Item 5.07. Submission of Matters to a Vote of Security Holders
The following proposals were submitted to the stockholders at the Urban One,
Inc. (the "Company") 2022 Annual Meeting of Stockholders held on June 14, 2022
("Annual Stockholders Meeting"):
The election of Terry L. Jones and Brian W. McNeill as Class A directors to
serve until the 2023 annual meeting of stockholders or until their successors
are duly elected and qualified.
The election of Catherine L. Hughes, Alfred C. Liggins, III, B. Doyle Mitchell
and D. Geoffrey Armstrong as directors to serve until the 2023 annual meeting of
stockholders or until their successors are duly elected and qualified.
The ratification of BDO USA LLP as our independent registered public accounting
firm for the fiscal year ending December 31, 2022.
For more information about the foregoing proposals, see our proxy statement
dated April 29, 2022, the relevant portions of which are incorporated herein by
reference. To be elected, each Class A director nominee must receive the
affirmative vote of a plurality of the votes cast by the holders of the Class A
common stock. Each Class B director nominees are elected by the holders of Class
A common stock and Class B common stock voting together as a single class but
each share of Class A common stock is entitled to one vote and each share of
Class B common stock is entitled to ten votes. Members of our board of directors
are elected by a plurality of votes cast. This means that the nominees that
received the most votes cast were elected to the board, even if they did not
receive a majority of votes cast. At the close of business on April 14, 2022,
there were 9,104,916 shares outstanding shares of our Class A common stock and
2,861,843 outstanding shares of our Class B common stock. Accordingly, a total
of 37,723,346 votes could be cast at the meeting. Class C and Class D common
stock were not entitled to vote on any proposal presented at the meeting.
The number of votes cast for and against and the number of abstentions and
non-votes with respect to each matter voted upon are set forth below:
Board of Director Election Results
Votes Non-
Class A Director Nominee Votes For Withheld Votes
Terry L. Jones 697,048 526,236 4,022,726
Brian W. McNeill 731,563 491,721 4,022,726
Class B Director Nominee
Catherine L. Hughes 29,049,939 791,775 4,022,726
Alfred C. Liggins, III 29,052,002 789,712 4,022,726
B. Doyle Mitchell 29,595,757 245,957 4,022,726
D. Geoffrey Armstrong 29,592,938 248,776 4,022,726
The six nominees were elected to the Board of Directors and will serve as
directors until our next annual meeting or until their respective successors are
elected and qualified.
Ratification of BDO USA LLP as Urban One's independent registered public
accounting firm
The results of the voting included 33,761,823 votes for, 57,525 votes against
and 43,154 votes abstained. The appointment was ratified.

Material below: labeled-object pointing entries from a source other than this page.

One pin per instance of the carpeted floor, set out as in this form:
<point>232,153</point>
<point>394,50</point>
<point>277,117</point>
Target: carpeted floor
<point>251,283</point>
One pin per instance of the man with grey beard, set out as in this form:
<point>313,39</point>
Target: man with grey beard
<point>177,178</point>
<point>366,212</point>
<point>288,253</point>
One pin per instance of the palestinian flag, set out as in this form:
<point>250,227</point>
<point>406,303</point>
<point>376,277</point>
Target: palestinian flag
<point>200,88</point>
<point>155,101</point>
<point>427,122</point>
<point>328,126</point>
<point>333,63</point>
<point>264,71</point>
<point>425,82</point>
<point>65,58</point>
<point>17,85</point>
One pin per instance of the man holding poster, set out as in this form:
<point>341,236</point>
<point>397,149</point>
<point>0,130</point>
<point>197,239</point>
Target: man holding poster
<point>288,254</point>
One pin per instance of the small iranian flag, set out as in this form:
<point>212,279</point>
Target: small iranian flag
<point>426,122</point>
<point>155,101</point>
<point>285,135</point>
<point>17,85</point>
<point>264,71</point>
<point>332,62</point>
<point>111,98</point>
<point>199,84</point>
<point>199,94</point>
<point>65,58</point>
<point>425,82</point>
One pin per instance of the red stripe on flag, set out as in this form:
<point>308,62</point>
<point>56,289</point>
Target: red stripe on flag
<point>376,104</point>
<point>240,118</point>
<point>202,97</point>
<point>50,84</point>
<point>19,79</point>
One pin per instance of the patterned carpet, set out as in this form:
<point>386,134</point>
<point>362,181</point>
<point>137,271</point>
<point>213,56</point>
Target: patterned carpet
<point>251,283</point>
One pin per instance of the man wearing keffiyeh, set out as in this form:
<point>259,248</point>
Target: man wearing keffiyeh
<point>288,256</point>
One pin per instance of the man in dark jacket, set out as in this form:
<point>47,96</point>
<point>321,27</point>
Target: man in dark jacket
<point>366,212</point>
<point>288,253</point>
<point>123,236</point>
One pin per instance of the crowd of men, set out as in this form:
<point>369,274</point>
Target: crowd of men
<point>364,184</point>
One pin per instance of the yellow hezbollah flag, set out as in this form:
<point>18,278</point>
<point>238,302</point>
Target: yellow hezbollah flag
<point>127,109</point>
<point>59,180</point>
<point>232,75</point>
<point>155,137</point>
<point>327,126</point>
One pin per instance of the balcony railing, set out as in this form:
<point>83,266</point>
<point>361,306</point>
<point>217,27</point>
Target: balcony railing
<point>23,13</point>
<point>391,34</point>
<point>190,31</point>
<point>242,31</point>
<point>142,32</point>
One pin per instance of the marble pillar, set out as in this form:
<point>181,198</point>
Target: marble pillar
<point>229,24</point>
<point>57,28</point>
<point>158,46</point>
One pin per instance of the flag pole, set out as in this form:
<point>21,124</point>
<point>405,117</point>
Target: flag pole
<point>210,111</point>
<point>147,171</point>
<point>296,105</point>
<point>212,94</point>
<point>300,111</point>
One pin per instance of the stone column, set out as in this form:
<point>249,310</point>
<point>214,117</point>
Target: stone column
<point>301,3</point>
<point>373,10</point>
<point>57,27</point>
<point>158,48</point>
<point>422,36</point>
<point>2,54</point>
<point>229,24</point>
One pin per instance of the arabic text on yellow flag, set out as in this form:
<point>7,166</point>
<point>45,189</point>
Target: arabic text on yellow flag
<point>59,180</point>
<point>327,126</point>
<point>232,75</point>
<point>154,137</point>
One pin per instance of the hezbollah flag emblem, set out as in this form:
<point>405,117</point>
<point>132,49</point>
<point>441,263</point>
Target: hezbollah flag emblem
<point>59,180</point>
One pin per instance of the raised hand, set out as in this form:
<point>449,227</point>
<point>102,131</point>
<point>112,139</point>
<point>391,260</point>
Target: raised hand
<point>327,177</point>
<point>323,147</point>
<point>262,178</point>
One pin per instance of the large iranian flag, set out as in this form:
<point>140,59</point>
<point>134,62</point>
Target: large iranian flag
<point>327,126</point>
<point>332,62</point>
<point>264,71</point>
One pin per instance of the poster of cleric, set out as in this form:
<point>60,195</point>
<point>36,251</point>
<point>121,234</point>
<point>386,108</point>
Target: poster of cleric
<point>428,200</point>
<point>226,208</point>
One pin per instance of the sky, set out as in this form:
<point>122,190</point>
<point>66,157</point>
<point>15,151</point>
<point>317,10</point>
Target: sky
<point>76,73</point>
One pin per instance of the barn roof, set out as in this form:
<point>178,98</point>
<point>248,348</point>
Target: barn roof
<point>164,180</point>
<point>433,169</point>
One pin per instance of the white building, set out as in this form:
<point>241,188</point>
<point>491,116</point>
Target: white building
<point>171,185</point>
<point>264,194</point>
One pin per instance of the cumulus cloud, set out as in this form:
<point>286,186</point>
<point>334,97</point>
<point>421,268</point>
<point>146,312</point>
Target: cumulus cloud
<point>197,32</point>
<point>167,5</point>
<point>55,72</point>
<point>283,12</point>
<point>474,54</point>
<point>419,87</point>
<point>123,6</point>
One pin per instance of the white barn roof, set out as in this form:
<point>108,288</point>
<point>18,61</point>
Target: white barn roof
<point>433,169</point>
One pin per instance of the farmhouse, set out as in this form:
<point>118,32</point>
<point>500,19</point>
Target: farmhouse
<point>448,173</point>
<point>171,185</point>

ITEM 8.01. Other Information
On June 14, 2022, the Company noted that on June 13, 2022 it announced it had
signed a definitive asset purchase agreement with Emmis Communications to
purchase its Indianapolis Radio Cluster. Under the terms of the agreement, Urban
One will acquire WYXB (B105.7FM), WLHK (97.1FM), WIBC (93.1FM), translators
W228CX and W298BB (The Fan 93.5FM and 107.5FM), and Network Indiana. The Company
noted that the transaction price was $25 million and that the transaction would
be accretive to earnings.
In anticipation of the transaction, the Company will sell its WHHH station along
with the intellectual property related to WNOW to a third party. Both the
acquisition and disposition are subject to Federal Communications Commission
("FCC") approval and other customary closing conditions, anticipated in the
third quarter of 2022. Emmis will continue to operate its stations and Urban One
will continue to operate WHHH until the transaction closes.